Measurement of gas temperature in self-blast chamber of model gas circuit breaker at high current interruption

Gas circuit breakers have been developed to be small and have low operating energy. To reduce their operating energy, a self-blast technique has been used. The self-blast gas circuit breaker obtains high pressure by utilizing arc energy in a fixed-volume chamber. Consequently, the temperature of the blasting gas rises. However, when the gas temperature rises, the interrupting efficiency of SF6 gas decreases. Therefore, gas temperature is an important parameter that determines the interrupting performance. Gas temperature and pressure in a thermal puffer chamber of a self-blast circuit breaker using a model circuit breaker were measured by using a parameter of interrupting current and arcing time to estimate the blast gas temperature for a large current. Gas temperature in the thermal puffer chamber of the model circuit breaker was measured by a micro-gap discharge method in which the gas temperature was calculated by the breakdown voltage of a micro-gap by using critical electric field strength data.

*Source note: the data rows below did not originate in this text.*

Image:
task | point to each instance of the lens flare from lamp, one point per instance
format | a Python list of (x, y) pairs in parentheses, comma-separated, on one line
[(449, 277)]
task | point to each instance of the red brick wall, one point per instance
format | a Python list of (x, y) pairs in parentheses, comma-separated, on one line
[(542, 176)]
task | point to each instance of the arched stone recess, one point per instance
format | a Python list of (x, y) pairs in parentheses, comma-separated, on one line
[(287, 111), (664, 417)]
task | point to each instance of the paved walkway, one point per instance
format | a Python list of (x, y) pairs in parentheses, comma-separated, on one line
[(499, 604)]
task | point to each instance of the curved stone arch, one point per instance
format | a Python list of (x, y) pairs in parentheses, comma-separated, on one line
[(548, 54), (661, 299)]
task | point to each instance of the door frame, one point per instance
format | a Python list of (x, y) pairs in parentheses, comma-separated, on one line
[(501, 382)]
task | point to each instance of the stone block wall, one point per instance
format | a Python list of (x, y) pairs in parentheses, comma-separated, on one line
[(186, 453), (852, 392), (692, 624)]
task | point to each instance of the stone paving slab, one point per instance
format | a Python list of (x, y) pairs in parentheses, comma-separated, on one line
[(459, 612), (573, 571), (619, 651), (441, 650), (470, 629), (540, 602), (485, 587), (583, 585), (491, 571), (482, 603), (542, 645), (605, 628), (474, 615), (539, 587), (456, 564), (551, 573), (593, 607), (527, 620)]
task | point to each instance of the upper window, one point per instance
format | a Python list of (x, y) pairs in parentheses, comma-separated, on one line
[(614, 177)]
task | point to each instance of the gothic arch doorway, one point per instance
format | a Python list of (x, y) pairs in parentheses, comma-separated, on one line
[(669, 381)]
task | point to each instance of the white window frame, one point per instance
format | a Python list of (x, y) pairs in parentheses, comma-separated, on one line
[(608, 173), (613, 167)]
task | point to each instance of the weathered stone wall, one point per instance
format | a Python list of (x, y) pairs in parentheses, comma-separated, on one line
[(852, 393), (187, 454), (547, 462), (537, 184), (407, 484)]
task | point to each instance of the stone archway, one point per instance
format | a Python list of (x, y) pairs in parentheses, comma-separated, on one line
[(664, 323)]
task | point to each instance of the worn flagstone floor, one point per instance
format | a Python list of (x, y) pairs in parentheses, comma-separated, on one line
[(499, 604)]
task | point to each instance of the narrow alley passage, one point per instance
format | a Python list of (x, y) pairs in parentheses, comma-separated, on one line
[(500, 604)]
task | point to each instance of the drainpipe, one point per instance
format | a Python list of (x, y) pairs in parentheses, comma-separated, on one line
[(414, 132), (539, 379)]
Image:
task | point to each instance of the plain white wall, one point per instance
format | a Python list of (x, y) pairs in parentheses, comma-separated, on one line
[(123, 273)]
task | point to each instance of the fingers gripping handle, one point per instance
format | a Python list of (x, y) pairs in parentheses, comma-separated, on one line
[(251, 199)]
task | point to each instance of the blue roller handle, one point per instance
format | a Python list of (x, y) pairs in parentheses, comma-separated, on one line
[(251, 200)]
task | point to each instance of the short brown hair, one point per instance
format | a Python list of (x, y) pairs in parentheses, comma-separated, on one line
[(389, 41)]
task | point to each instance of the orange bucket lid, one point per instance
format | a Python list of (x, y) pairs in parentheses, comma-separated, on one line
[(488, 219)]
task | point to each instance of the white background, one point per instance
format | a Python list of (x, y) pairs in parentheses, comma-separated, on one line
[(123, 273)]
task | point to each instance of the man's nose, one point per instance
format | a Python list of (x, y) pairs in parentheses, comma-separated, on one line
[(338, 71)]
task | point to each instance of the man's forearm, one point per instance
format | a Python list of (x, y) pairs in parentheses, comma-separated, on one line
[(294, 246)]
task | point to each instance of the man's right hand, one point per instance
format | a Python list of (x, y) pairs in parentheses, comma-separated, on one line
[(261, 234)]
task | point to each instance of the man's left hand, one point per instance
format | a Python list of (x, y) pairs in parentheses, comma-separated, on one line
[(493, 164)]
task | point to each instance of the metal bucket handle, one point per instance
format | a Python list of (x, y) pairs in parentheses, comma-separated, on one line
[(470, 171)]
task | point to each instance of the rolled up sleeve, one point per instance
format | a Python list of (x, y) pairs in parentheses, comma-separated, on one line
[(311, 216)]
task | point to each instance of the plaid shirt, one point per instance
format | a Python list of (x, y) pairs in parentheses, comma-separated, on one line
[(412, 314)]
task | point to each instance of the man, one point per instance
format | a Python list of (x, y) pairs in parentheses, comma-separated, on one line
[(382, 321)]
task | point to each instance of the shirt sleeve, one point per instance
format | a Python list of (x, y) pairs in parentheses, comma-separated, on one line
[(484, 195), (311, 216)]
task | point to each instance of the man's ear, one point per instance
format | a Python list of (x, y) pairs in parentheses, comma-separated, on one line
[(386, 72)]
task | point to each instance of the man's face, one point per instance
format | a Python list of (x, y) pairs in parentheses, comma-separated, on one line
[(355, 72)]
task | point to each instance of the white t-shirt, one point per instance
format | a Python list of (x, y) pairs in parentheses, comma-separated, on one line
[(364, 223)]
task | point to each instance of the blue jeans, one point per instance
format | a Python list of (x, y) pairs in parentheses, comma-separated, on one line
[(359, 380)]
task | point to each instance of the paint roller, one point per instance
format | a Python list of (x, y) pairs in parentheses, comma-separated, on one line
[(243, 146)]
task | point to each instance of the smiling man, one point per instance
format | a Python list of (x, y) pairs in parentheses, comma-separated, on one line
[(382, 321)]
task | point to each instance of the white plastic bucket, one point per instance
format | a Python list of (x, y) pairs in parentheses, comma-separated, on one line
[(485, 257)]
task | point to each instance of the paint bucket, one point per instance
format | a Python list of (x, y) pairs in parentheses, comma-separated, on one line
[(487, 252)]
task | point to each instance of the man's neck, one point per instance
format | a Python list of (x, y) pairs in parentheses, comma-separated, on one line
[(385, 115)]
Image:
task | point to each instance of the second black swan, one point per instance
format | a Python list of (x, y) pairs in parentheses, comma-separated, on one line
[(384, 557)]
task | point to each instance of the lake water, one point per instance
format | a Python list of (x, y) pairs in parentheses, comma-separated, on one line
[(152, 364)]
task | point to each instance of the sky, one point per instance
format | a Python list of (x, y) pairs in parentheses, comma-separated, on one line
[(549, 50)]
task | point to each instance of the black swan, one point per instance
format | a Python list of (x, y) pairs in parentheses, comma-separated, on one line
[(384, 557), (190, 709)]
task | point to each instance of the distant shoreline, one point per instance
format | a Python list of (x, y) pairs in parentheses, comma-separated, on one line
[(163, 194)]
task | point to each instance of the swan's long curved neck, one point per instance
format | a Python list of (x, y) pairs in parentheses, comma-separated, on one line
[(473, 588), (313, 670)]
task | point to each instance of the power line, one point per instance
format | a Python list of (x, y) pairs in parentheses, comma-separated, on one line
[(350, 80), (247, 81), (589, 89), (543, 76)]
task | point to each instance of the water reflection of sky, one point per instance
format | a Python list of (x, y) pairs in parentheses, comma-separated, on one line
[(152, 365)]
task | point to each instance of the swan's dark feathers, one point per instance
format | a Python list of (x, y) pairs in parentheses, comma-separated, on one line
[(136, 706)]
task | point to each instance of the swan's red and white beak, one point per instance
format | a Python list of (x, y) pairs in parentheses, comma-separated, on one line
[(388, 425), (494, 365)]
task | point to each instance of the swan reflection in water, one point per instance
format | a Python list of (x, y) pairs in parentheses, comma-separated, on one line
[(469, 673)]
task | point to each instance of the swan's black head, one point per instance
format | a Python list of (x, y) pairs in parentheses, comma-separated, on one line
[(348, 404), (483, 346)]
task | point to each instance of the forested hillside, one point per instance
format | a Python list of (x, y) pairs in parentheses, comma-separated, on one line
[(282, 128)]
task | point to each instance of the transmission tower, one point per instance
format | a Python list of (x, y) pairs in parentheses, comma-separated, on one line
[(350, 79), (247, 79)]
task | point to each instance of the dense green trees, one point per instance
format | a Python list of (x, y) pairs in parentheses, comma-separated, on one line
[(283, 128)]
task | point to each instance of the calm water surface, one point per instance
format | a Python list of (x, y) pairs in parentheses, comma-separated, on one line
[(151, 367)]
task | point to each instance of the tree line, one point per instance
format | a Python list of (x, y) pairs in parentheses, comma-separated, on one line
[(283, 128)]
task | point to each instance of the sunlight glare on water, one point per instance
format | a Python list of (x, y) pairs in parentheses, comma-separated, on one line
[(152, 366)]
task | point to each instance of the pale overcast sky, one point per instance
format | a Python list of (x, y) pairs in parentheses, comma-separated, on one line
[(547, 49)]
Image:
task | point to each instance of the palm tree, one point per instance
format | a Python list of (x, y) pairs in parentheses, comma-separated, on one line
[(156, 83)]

Two micro-gaps were installed in a thermal puffer chamber. The measured behavior of the hot gas was compared with flow analysis. The hot gas mixing processes with the parameter of interrupting current and arc duration time were estimated. The inlet gas temperature depends on the interrupting current, but the blowing gas did not depend on the arcing time at high currents. Results show that the temperature of the gas flowing out from the thermal puffer chamber reaches 2000K for a' large interrupting current of 57kA. (c) 2018 Institute of Electrical Engineers of Japan. Published by John Wiley & Sons, Inc.